Webinar: Parsing C++ - 10.10
How often do you see the sizeof(array)/sizeof(array[0]) statement used to get the size of an array? I really hope it's not too often, because it's 2024 already. In this note, we'll talk about the statement flaws, where it comes from in modern code, and how to finally get rid of it.
Some time ago, I was surfing the internet looking for an interesting project to check. OpenTTD — open-source simulator, inspired by Transport Tycoon Deluxe (aka transport company simulation), caught my eye. "A good, mature project," I thought at the time. And there's even an occasion for the check, as the project recently turned 20 years old! Even PVS-Studio is younger :)

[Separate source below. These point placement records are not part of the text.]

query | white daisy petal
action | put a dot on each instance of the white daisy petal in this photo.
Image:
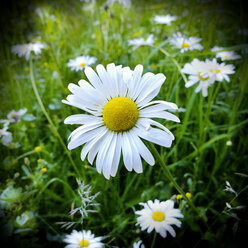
(119, 111)
(156, 216)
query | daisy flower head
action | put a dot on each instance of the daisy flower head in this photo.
(141, 41)
(14, 116)
(164, 19)
(5, 136)
(199, 72)
(83, 239)
(79, 63)
(26, 49)
(138, 244)
(119, 114)
(185, 44)
(225, 55)
(159, 216)
(220, 71)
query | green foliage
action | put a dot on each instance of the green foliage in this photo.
(38, 189)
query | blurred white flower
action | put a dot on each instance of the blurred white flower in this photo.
(164, 19)
(141, 41)
(206, 73)
(126, 3)
(5, 136)
(184, 44)
(138, 244)
(225, 55)
(81, 62)
(26, 49)
(199, 72)
(14, 116)
(159, 216)
(220, 71)
(83, 239)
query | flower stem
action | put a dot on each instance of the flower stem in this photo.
(154, 239)
(53, 127)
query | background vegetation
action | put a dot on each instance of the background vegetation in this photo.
(33, 202)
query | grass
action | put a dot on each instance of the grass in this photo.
(199, 159)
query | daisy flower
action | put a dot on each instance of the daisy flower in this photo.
(83, 239)
(220, 71)
(81, 62)
(119, 113)
(159, 216)
(184, 43)
(199, 72)
(164, 19)
(26, 49)
(138, 244)
(141, 41)
(5, 136)
(14, 116)
(225, 55)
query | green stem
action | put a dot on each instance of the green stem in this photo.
(154, 239)
(53, 127)
(173, 181)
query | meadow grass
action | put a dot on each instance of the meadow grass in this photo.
(200, 160)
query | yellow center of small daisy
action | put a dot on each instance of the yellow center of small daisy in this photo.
(202, 78)
(82, 64)
(184, 44)
(84, 243)
(120, 114)
(158, 216)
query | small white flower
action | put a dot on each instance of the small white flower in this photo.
(119, 109)
(185, 44)
(159, 216)
(138, 244)
(141, 41)
(26, 49)
(199, 72)
(14, 116)
(225, 55)
(5, 136)
(164, 19)
(81, 62)
(83, 239)
(220, 71)
(126, 3)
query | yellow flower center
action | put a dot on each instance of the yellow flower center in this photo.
(82, 64)
(184, 44)
(158, 216)
(202, 78)
(120, 114)
(83, 243)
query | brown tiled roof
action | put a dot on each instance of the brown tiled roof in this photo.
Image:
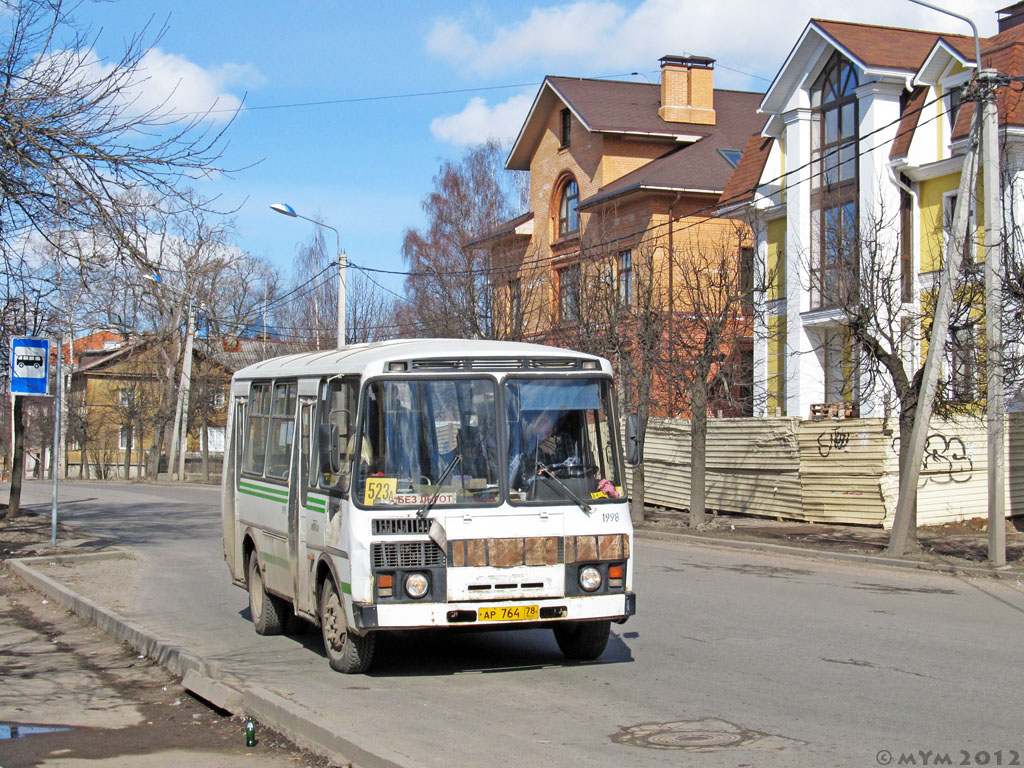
(745, 178)
(1004, 52)
(908, 123)
(890, 47)
(613, 105)
(695, 166)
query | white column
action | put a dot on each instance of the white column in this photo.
(802, 369)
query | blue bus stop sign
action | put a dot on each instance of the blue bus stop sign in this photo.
(30, 366)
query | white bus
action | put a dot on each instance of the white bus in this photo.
(429, 482)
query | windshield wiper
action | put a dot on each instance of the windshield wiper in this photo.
(422, 511)
(562, 488)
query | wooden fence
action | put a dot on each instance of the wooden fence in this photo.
(836, 470)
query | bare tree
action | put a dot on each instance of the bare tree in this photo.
(710, 358)
(310, 315)
(75, 142)
(75, 139)
(879, 328)
(450, 285)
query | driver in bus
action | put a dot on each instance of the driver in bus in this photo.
(542, 443)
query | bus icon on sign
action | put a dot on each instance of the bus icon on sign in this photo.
(27, 360)
(30, 363)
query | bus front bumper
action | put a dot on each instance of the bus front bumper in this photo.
(495, 613)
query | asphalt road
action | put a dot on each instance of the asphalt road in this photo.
(734, 658)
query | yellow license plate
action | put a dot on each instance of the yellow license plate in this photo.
(509, 613)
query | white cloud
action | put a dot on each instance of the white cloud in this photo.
(478, 122)
(598, 37)
(172, 84)
(168, 84)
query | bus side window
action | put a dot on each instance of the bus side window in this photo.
(256, 430)
(337, 433)
(282, 430)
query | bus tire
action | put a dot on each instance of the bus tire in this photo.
(267, 610)
(583, 640)
(346, 652)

At this point, it would be a good idea to move on to the errors found by the analyzer, but that is not the case. I'd like to compliment the developers. Even though the project has been around for over 20 years, its code base looks great: there's CMake, the code supports modern C++ standards, and it doesn't have that many errors. We all have something to learn from the devs.

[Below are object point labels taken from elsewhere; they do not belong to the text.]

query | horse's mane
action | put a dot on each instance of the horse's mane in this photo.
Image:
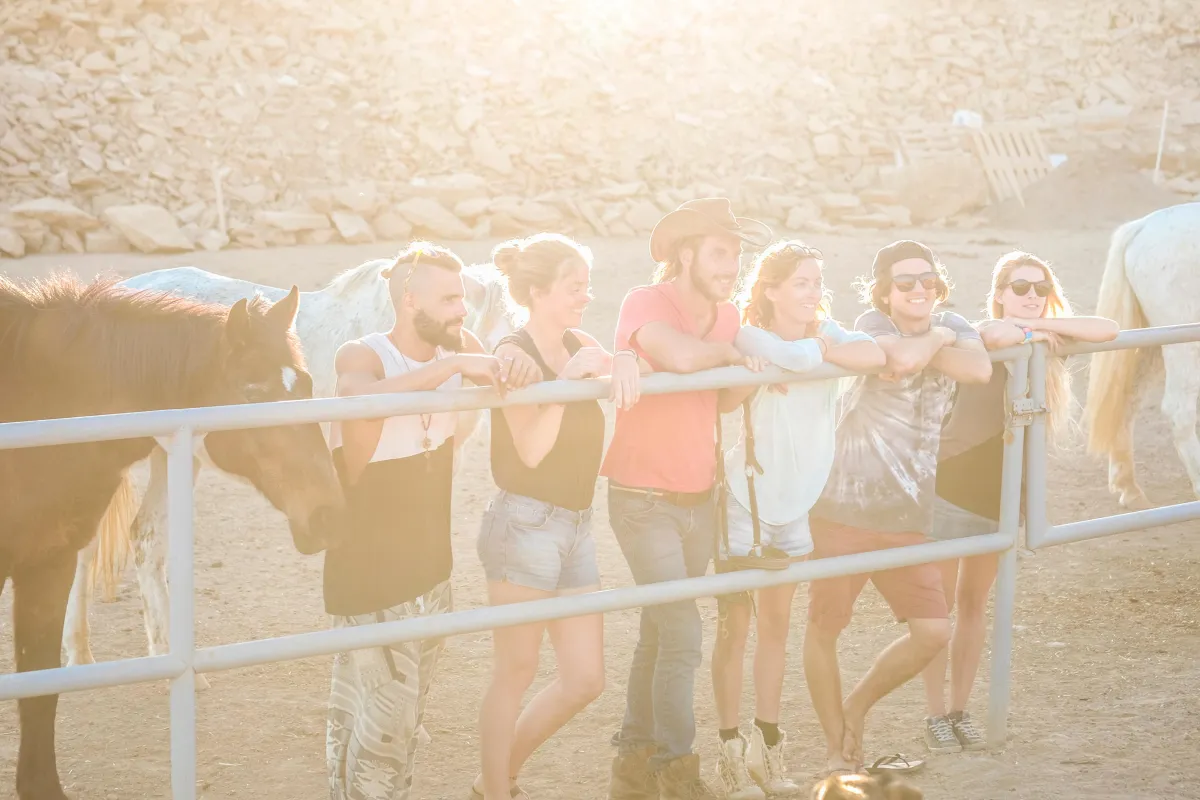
(496, 293)
(148, 344)
(357, 276)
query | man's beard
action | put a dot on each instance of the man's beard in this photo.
(438, 334)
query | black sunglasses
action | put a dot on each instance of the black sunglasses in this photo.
(909, 282)
(1020, 287)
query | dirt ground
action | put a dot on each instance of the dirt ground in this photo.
(1105, 668)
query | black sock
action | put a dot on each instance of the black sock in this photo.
(769, 732)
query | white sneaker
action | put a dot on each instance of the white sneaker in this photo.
(732, 775)
(766, 765)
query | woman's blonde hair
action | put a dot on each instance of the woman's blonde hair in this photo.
(1060, 400)
(538, 262)
(771, 269)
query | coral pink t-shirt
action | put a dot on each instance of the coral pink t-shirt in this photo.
(666, 441)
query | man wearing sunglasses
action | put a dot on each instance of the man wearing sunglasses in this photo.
(880, 493)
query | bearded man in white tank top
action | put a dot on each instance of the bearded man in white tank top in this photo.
(395, 561)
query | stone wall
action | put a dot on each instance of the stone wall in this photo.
(253, 122)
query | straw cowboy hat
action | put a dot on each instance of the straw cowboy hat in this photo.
(705, 217)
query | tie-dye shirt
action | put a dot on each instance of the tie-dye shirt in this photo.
(886, 452)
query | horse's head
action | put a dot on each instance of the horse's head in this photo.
(489, 314)
(289, 464)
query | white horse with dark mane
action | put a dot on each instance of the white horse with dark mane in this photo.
(351, 306)
(1152, 278)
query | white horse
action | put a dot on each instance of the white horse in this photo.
(1152, 278)
(351, 306)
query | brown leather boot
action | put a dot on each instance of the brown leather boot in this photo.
(679, 780)
(631, 779)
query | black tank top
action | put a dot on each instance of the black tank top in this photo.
(567, 476)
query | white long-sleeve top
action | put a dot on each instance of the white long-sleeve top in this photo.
(793, 432)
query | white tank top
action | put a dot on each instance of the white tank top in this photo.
(403, 437)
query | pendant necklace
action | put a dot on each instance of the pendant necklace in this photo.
(426, 419)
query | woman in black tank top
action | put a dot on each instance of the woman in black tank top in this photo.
(535, 540)
(1026, 304)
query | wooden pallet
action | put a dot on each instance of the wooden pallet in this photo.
(1013, 157)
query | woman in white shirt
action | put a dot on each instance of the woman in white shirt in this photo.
(785, 316)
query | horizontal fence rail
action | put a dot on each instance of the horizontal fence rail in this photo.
(180, 426)
(108, 427)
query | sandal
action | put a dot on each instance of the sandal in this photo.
(895, 763)
(515, 792)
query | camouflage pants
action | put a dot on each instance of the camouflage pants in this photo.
(376, 707)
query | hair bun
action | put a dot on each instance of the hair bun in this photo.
(505, 257)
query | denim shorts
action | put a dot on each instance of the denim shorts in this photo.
(538, 545)
(793, 537)
(954, 522)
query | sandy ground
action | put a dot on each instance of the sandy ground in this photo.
(1104, 702)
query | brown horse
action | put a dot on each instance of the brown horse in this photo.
(73, 349)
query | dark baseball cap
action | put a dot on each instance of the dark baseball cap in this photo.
(899, 251)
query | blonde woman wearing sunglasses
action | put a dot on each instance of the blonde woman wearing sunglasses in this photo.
(1026, 304)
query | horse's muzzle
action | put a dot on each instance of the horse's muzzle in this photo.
(322, 531)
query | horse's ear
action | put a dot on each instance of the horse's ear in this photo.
(282, 313)
(238, 324)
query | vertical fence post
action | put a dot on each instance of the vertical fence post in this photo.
(1006, 579)
(1036, 525)
(183, 631)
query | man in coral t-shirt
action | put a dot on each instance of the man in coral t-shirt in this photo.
(661, 468)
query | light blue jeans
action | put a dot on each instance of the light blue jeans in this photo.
(663, 542)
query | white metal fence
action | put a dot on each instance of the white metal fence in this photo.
(184, 661)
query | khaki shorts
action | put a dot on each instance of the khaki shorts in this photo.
(911, 591)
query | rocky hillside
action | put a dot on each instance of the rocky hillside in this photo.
(171, 125)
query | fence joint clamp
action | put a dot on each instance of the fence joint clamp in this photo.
(1024, 411)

However, as you might have guessed, this note wouldn't exist if there was nothing to find. Let's look at the following code (GitHub):
NetworkCompanyPasswordWindow(WindowDesc *desc, Window *parent)
: Window(desc)
, password_editbox(
lengthof(_settings_client.network.default_company_pass) // <=
)
{
....
}
Nothing interesting at first glance, but the evaluation of the _settings_client.network.default_company_pass container size confused the analyzer. Upon closer inspection, it turns out that lengthof is a macro, and the actual code looks like this (I've formatted it a bit for your convenience):
NetworkCompanyPasswordWindow(WindowDesc *desc, Window *parent)
: Window(desc)
, password_editbox(
(sizeof(_settings_client.network.default_company_pass) /
sizeof(_settings_client.network.default_company_pass[0]))
)
{
....
}
And since we're putting our cards on the table, here's the analyzer warning:
V1055 [CWE-131] The 'sizeof (_settings_client.network.default_company_pass)' expression returns the size of the container type, not the number of elements. Consider using the 'size()' function. network_gui.cpp 2259
In this case, _settings_client.network.default_company_pass is actually std::string. Often, the size of a container object obtained using sizeof tells us nothing about its true size. An attempt to get the size of a string this way almost always results in an error.

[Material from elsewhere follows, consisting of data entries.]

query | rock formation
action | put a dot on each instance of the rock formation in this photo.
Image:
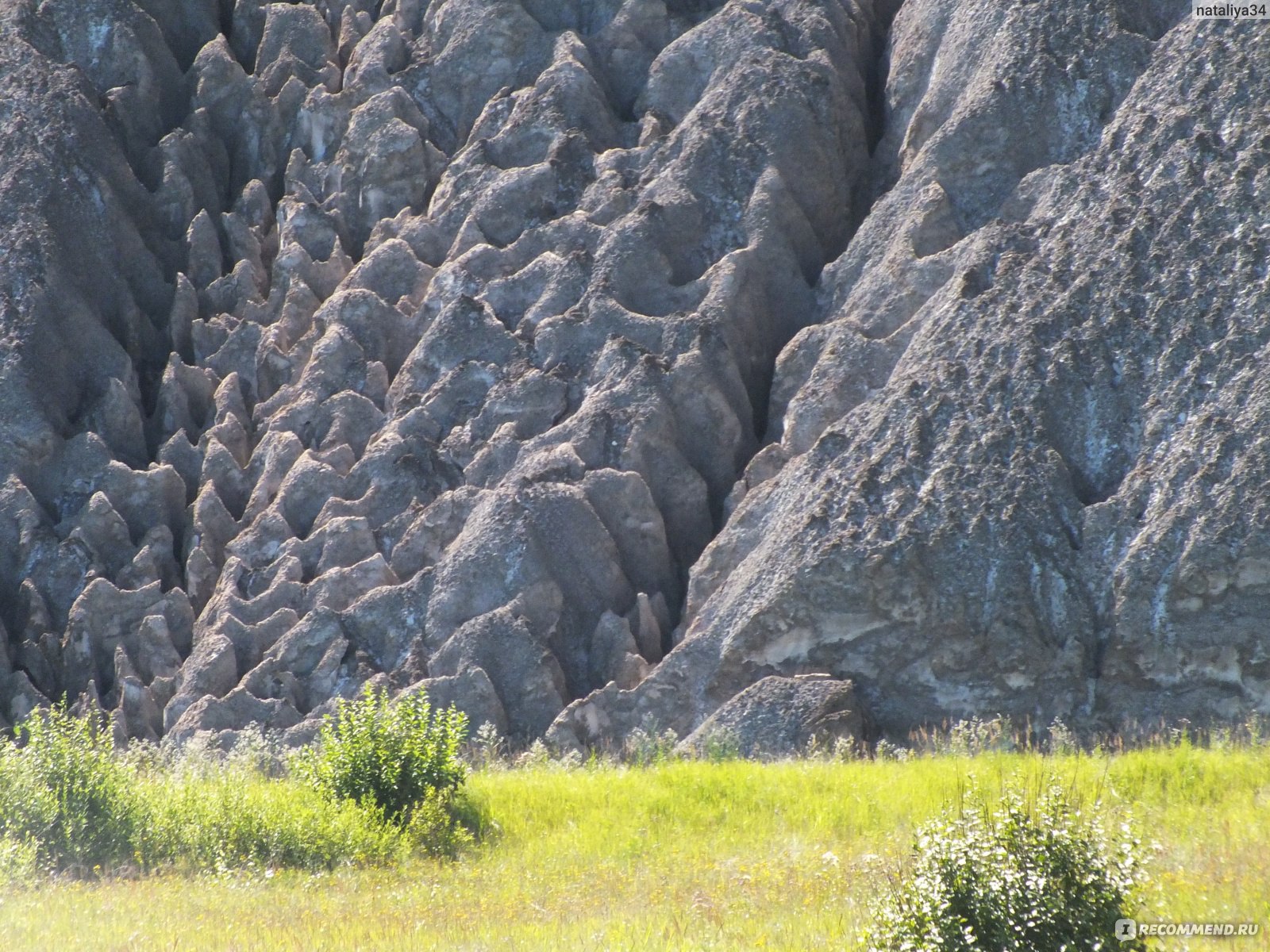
(588, 363)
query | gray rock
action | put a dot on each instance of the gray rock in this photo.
(780, 716)
(514, 346)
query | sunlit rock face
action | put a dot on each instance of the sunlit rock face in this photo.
(588, 363)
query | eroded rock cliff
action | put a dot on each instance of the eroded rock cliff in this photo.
(587, 363)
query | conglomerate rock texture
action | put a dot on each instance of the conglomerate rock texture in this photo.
(586, 363)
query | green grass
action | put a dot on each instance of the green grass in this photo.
(685, 856)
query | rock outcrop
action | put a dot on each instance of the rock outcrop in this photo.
(588, 363)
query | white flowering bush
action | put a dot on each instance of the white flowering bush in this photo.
(1022, 877)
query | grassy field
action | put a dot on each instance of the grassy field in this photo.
(686, 856)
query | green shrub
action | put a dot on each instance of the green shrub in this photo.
(238, 818)
(387, 755)
(1020, 879)
(67, 793)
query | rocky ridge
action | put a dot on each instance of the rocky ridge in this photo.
(503, 349)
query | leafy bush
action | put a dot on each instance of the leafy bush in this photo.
(387, 755)
(1019, 879)
(67, 793)
(237, 818)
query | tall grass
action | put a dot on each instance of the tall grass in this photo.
(690, 856)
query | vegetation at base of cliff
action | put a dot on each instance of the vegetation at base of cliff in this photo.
(695, 854)
(73, 805)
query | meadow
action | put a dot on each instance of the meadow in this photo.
(685, 854)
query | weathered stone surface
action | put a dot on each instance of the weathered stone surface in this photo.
(510, 347)
(780, 716)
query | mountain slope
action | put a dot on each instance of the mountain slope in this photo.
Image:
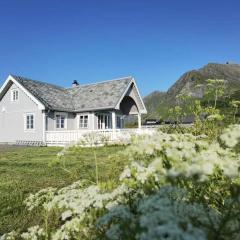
(158, 103)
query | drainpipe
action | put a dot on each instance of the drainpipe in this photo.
(44, 127)
(139, 121)
(114, 124)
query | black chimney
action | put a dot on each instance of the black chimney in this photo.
(75, 83)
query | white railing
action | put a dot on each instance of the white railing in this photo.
(61, 138)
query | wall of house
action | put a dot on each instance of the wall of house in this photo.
(71, 123)
(12, 116)
(73, 120)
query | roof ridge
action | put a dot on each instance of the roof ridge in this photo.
(96, 83)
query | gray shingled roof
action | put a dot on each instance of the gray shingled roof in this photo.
(81, 98)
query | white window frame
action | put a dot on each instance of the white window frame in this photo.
(13, 95)
(26, 129)
(119, 117)
(79, 121)
(106, 119)
(65, 120)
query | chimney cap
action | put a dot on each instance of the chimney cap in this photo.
(75, 83)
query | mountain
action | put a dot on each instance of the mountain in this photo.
(158, 103)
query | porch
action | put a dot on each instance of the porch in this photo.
(100, 136)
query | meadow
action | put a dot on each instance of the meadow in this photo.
(25, 170)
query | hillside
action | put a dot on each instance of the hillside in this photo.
(158, 103)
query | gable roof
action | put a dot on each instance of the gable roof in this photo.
(102, 95)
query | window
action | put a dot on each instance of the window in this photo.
(15, 95)
(83, 121)
(60, 121)
(104, 121)
(119, 122)
(29, 121)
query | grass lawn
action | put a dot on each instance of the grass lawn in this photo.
(28, 169)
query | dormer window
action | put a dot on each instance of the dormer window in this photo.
(15, 95)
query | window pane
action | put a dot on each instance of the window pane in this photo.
(30, 121)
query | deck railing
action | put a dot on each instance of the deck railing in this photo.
(61, 138)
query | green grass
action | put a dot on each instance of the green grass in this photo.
(27, 170)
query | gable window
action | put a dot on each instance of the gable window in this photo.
(29, 124)
(104, 121)
(60, 121)
(14, 95)
(83, 121)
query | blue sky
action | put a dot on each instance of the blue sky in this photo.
(155, 41)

This is all due to the peculiarities of modern standard library container implementations, and std::string in particular. They are usually implemented using two pointers (the start and end of the buffer) and a variable containing the actual number of elements. That's why when we try to determine the size of std::string using sizeof, we get the same value regardless of the actual buffer size. To see for yourself, take a look at a small example that I've prepared for you.
Of course, the standard library you use, and various optimizations have an effect on the implementation and final size of the container (see Small String Optimization), so you may get different results. You can read some interesting research on the inner workings of std::string here.
So, we've figured out an issue and figured out how not to check an array size. Don't you want to know how we did it?
In the case of OpenTTD, it's quite simple. Judging by the blame, almost four years ago, someone changed default_company_pass from char[NETWORK_PASSWORD_LENGTH] to std::string. It's quite interesting that the current value returned by the lenghtof macro is different from the past expected value: 32 vs. 33. I admit that I haven't delved deep into the project code. However, I hope that the developers have considered this detail. According to the comment, the 33rd character after the default_company_pass field is responsible for the terminal null.
// The maximum length of the password, in bytes including '\0'
// (must be >= NETWORK_SERVER_ID_LENGTH)
Legacy code and a bit careless refactoring seem to be the obvious reason for this. Surprisingly, however, this way of determining the array size still appears in the new code. Well, there's no other way in C, but why in C++? To find an answer, I went to Google Search. I can't say I was surprised...
Right at the very beginning, even before the main search results, it gives you this :( I'd like to note that I used a private mode, a clean computer, and other things to negate the suspicion that the search was based on my past queries.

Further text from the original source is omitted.